Richard Wagner (1813-1883), whose gifts were already achieving full flower in The Flying Dutchman (1843), truly hit his stride with Tannhäuser two years later. The choral role in this work is massive, particularly in the second act, set in a castle, where a song contest is to take place. Various minstrels are to compete in the Hall of Song, judged by the princely Landgrave and Elisabeth, his niece. Their guests — knights and noble ladies — joyously greet both the hall and the Landrave, their host. The magnificence of this music is worthy of the great occasion it presents, exuding both joyous buoyancy and monumental grandeur.

This concert then moves to spirituals, beginning with the ineffably touching “Give Me Jesus.” First published in 1845, the song became increasingly familiar throughout the rest of the 19th century. It achieved particular popularity in a version sung by the Fisk Jubilee Singers and published by them in the mid-1870s. That same ensemble was also significant in establishing the electrifying “Ride On, King Jesus” as one of the best loved of all spirituals in the concert repertoire. The song has been made famous not just by major choral ensembles nationwide but also by renowned solo artists, such as Leontyne Price and Kathleen Battle. New Orleans native Moses Hogan (1957-2003), arranger of the versions sung by the Lyric Opera Chorus, was also a notable composer, an exceptionally gifted pianist, and a major figure in the continuing propagation of spirituals as an essential component of American choral repertoire.  

To conclude this concert, the Lyric Opera Chorus looks first to the most successful creative duo in Broadway musical history, composer Richard Rodgers (1902-1979) and lyricist Oscar Hammerstein II (1895-1960). The two invariably triumphed whenever uplifting numbers were called for in their shows, whether for solo voice or full-scale chorus. “You’ll Never Walk Alone” from Carousel (1945) is first heard from the motherly Nettie, when urging her cousin Julie to carry on with life after the death of her husband. In the show’s final moments, the song is used as inspiration at a high-school graduation. In The Sound of Music (1959), “Climb E’vry Mountain” is sung first by Nonnberg Abbey’s Mother Superior, as she gives Maria, the show’s heroine, the strength and confidence to face the challenges of her life.
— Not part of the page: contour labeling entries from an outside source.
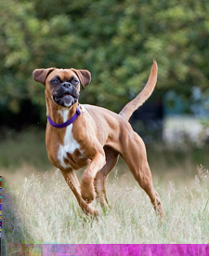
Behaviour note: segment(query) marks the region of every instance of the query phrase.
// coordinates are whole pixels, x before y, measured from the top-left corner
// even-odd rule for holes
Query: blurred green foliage
[[[209,83],[207,0],[1,0],[0,108],[42,106],[35,68],[88,69],[80,101],[119,111],[146,83],[155,59],[157,91],[188,96]],[[44,120],[44,119],[43,119]]]

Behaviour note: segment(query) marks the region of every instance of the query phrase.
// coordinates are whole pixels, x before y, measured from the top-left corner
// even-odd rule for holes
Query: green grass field
[[[9,137],[10,136],[10,137]],[[47,160],[43,132],[9,135],[0,150],[4,237],[7,243],[209,243],[209,172],[203,149],[148,147],[166,221],[122,161],[108,180],[111,208],[85,216],[61,173]],[[82,170],[78,171],[81,177]]]
[[[145,193],[125,176],[108,185],[111,209],[85,216],[57,170],[9,183],[4,200],[7,242],[20,243],[209,243],[209,173],[199,168],[189,186],[156,186],[167,216],[161,222]]]

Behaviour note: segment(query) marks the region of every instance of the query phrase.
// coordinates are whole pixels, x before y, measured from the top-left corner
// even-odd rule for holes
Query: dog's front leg
[[[81,195],[81,189],[80,189],[80,183],[77,179],[77,176],[73,169],[69,168],[65,170],[61,170],[62,175],[64,176],[64,179],[69,185],[69,187],[72,189],[72,193],[74,194],[79,206],[81,207],[82,210],[86,213],[87,215],[98,215],[98,210],[88,205]]]
[[[105,163],[105,154],[97,152],[91,163],[82,175],[81,195],[87,203],[91,203],[96,197],[94,179],[98,171],[102,168]]]

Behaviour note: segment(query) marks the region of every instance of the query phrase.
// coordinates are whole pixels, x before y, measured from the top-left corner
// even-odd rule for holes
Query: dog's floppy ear
[[[33,77],[36,82],[42,83],[45,86],[46,77],[55,68],[35,69],[33,72]]]
[[[71,70],[72,70],[77,74],[83,88],[85,88],[91,82],[91,74],[89,71],[85,69],[73,68],[72,68]]]

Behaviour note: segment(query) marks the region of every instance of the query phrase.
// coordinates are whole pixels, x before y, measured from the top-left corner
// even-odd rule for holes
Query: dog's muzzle
[[[77,102],[79,92],[77,88],[69,82],[59,85],[53,92],[53,100],[60,106],[70,107]]]

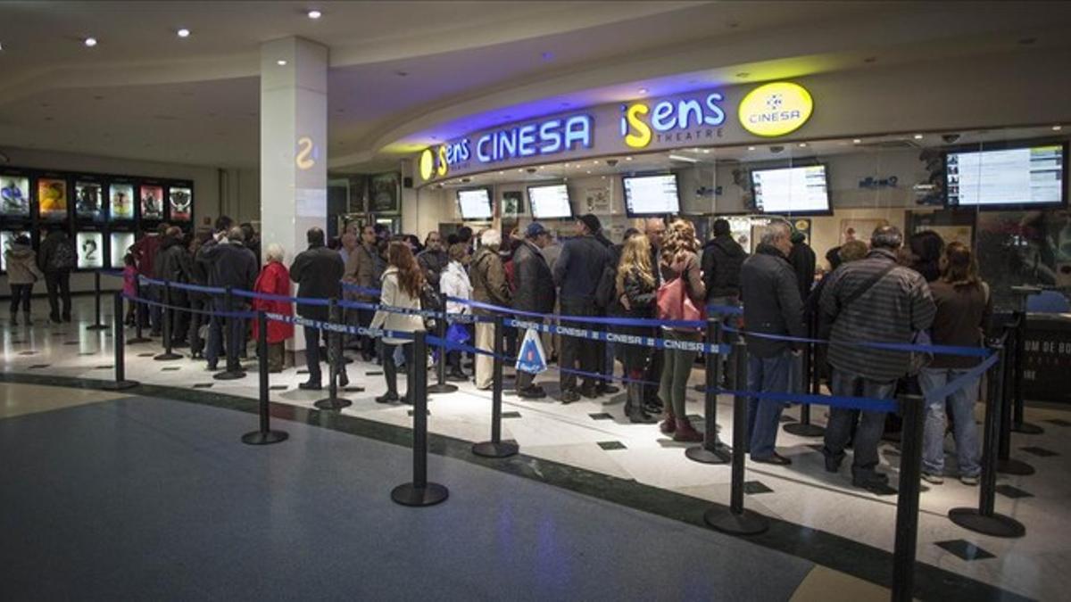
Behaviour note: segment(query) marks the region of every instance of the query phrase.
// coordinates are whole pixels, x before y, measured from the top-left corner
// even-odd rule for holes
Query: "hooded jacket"
[[[37,258],[28,244],[12,243],[11,249],[3,252],[7,264],[7,284],[33,284],[44,279],[45,274],[37,268]]]
[[[707,299],[740,297],[740,268],[748,258],[731,235],[720,235],[703,245],[703,284]]]

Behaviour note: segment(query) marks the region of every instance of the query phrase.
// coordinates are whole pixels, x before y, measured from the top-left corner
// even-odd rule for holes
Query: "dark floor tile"
[[[936,542],[937,547],[951,552],[963,560],[985,560],[996,558],[993,554],[978,547],[965,539],[953,539],[949,541]]]
[[[1031,446],[1028,448],[1019,448],[1019,449],[1025,451],[1026,453],[1034,454],[1038,457],[1052,457],[1054,455],[1060,455],[1052,450],[1046,450],[1045,448],[1039,448],[1037,446]]]
[[[745,481],[743,484],[743,493],[748,495],[770,494],[773,493],[773,490],[766,486],[766,484],[761,481]]]
[[[1010,497],[1012,499],[1020,499],[1020,498],[1024,498],[1024,497],[1034,497],[1034,494],[1031,494],[1029,492],[1025,492],[1025,491],[1023,491],[1023,490],[1021,490],[1019,487],[1015,487],[1015,486],[1012,486],[1012,485],[1008,485],[1008,484],[997,485],[996,487],[994,487],[993,491],[997,492],[998,494],[1000,494],[1000,495],[1002,495],[1005,497]]]

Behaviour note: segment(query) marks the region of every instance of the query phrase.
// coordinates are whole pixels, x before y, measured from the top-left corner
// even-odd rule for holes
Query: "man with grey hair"
[[[930,286],[918,272],[900,266],[896,252],[904,236],[883,226],[871,237],[865,259],[844,264],[821,292],[820,312],[832,323],[829,337],[830,390],[834,395],[891,400],[896,380],[909,368],[909,353],[859,347],[859,343],[910,343],[916,332],[930,328],[937,308]],[[877,471],[877,446],[885,426],[884,411],[860,412],[853,439],[851,483],[875,493],[888,493],[888,476]],[[826,426],[826,470],[836,472],[851,439],[856,412],[830,408]]]
[[[791,229],[774,222],[763,235],[755,254],[740,269],[743,321],[750,333],[803,336],[803,300],[796,274],[788,264]],[[748,390],[788,393],[793,352],[798,345],[765,336],[744,335],[748,343]],[[749,452],[753,462],[791,464],[775,450],[784,402],[751,397],[748,401]]]

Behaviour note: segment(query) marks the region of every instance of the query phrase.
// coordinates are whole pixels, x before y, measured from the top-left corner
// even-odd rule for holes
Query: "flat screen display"
[[[680,213],[677,175],[632,176],[622,179],[624,210],[629,215]]]
[[[37,208],[44,220],[66,219],[66,180],[41,178],[37,180]]]
[[[74,238],[78,247],[78,268],[90,270],[104,267],[104,235],[101,232],[78,232]],[[120,266],[122,267],[121,264]]]
[[[1055,206],[1065,202],[1064,145],[949,152],[945,194],[950,207]]]
[[[116,269],[123,269],[123,257],[126,250],[134,245],[134,232],[111,232],[111,264]]]
[[[568,220],[573,216],[573,205],[569,201],[569,186],[550,184],[529,186],[528,205],[532,217],[537,220]]]
[[[760,213],[802,215],[829,212],[826,166],[755,169],[751,172],[755,210]]]
[[[462,220],[491,220],[491,191],[487,189],[469,189],[457,191],[457,207]]]
[[[21,176],[0,176],[0,215],[30,215],[30,180]]]

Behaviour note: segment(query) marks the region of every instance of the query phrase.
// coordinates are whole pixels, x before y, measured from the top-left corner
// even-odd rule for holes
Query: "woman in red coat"
[[[283,247],[277,244],[268,245],[265,253],[265,267],[257,276],[255,292],[268,295],[290,295],[290,272],[283,265]],[[288,301],[254,299],[253,311],[271,312],[292,316],[293,307]],[[259,326],[253,321],[253,337],[259,341]],[[283,372],[283,355],[286,340],[293,336],[293,325],[276,320],[268,320],[268,372]]]

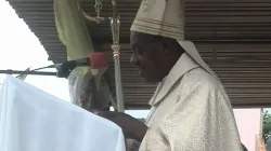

In the final scene, the Mother Superior and the abbey’s other nuns reprise the song, as Maria, her husband Captain von Trapp, and their children begin their courageous trek through the Alps to freedom in Switzerland. Both of these unforgettable songs present a direct, unfussy, yet superbly expressive melody, and each builds to an extraordinarily moving climax.

The link between Rodgers and Stephen Sondheim (1930-2021) was Hammerstein, a significant influence on the teenaged Sondheim and virtually a second father to him. Creator of both music and lyrics for many of the most theatrically innovative and musically dazzling of all Broadway musicals from 1962 to 2008, Sondheim was at his peak of creativity in 1984, when Sunday in the Park with George premiered. Its protagonists were two artists, Georges Seurat (Act One) and his great-grandson (Act Two). The show focuses not just on Seurat’s own obsessive struggle to achieve perfection of color and design in his paintings, but also on the intrigues and desires in the lives of the subjects of his painting of Parisians on the island in the Seine known as “La Grande Jatte,” one of the premiere works in the Art Institute of Chicago. These elements come together in the finale of Act One, the enthralling and deeply stirring “Sunday.”

 

Roger Pines writes frequently for Opera (U.K.), programs of opera companies internationally, and major recording labels. A faculty member of Northwestern University’s Bienen School of Music, he has also been a panelist on the Metropolitan Opera broadcasts’ “Opera Quiz” since 2006.